Wednesday, 15 December 2010

Fears for Montagnard refugees


via CAAI

Monday, 13 December 2010 21:25 Sebastian Strangio and Sam Rith

The government has ordered the closure of a United Nations-administered refugee centre in Phnom Penh, casting uncertainty over the future of more than 60 Montagnard refugees now being housed at the site.

Local media reported yesterday that the Ministry of Foreign Affairs wrote to the local office of the UN High Commissioner for Refugees on November 29 to request the centre’s closure by January 1. The report also paraphrased the letter as stating that the government planned to deport to Vietnam the 62 Montagnard refugees now at the centre.

“The Royal Cambodian government will send the group of Montagnards back to Vietnam, including new Montagnards,” stated the report, which appeared in Cambodia Express News, a Khmer online news site.

A copy of the letter could not be obtained late yesterday, but Foreign Ministry spokesman Koy Kuong confirmed the centre would be closed at the end of the year.

“We want to finish the programme, because it has been a very long time,” he said, referring to the agreement between the government and UNHCR that governs the administration of the site. “We have informed [UNHCR] that the government wants to close this very soon.”

However, Koy Kuong said he knew nothing of plans to deport the Montagnards to Vietnam.

“It’s up to the UNHCR, because [the refugees] are under UNHCR control,” he said. “I don’t know where they will be sent.”

Koy Kuong said the ministry had received a request from UNHCR for an extension that would enable the centre to remain open, something the government was now considering.

Since the early 1990s, hundreds of Montagnards – as Vietnam’s highland minorities are known – have sought refuge in Cambodia, and many have been resettled in third countries through the UNHCR. Rights groups claim highland minorities face official repression in Vietnam, where they are targeted for their aspirations of ethnic and religious autonomy, as well as their support for United States forces during the Vietnam War.

Though the November 29 letter was sent to UNHCR by the Ministry of Foreign Affairs, refugee processing is handled by the Ministry of Interior, according to a subdecree signed by Prime Minister Hun Sen in December last year. The subdecree also formalised the transfer of all refugee registration and processing procedures from UNHCR to the Ministry of Interior.

Mom Sophannarith, the director of the government’s refugee office, which is under MoI, said late yesterday that he was not aware of any order requesting the closure of the Phnom Penh refugee site.

Toshi Kawauchi, head of the UNHCR office in Phnom Penh, said officials from his agency were now in talks with the government relating to the issue.

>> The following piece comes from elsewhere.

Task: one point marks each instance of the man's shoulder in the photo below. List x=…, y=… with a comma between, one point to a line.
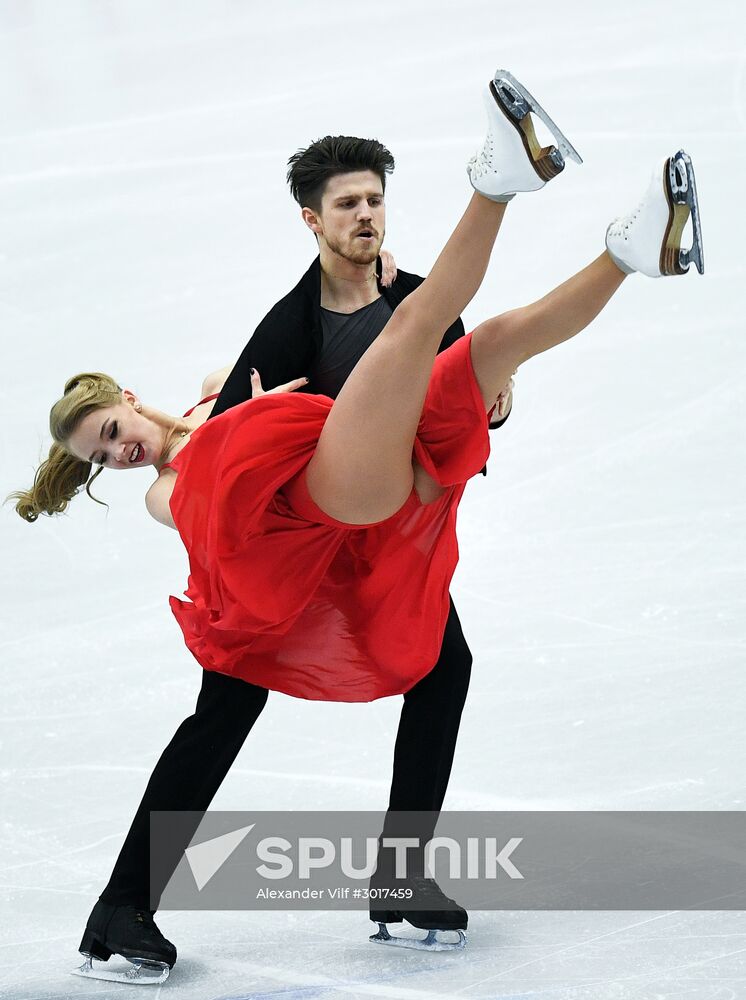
x=295, y=302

“The only thing I can confirm at the moment is that we are discussing the issue with the government,” he said.

“The letter, I understand, is not a final conclusion. For us, that’s the beginning of the discussion.”

UNHCR’s Asia spokeswoman Kitty McKinsey could not be reached yesterday.

The announcement of the centre’s closure comes nearly a year after Cambodian authorities deported 20 ethnic Uighur asylum seekers to China, a move that prompted an outcry from international rights groups.

The December 19 deportation came a day before Chinese vice president Xi Jinping arrived to sign economic assistance deals worth US$1.2 billion, something many observers linked to the Uighurs’ deportation.

Lian Yong, a legal officer at Jesuit Refugee Services, said she had not heard of the plan to close the refugee centre, but said the Montagnards at the site were still waiting to be processed by UNHCR.

“As far as we know, there are still people there, and some of them have been there for several years,” she said.

“We hope that there will be a durable and safe solution found for them soon.”

Vietnamese embassy spokesman Trinh Ba Cam could not be reached late yesterday.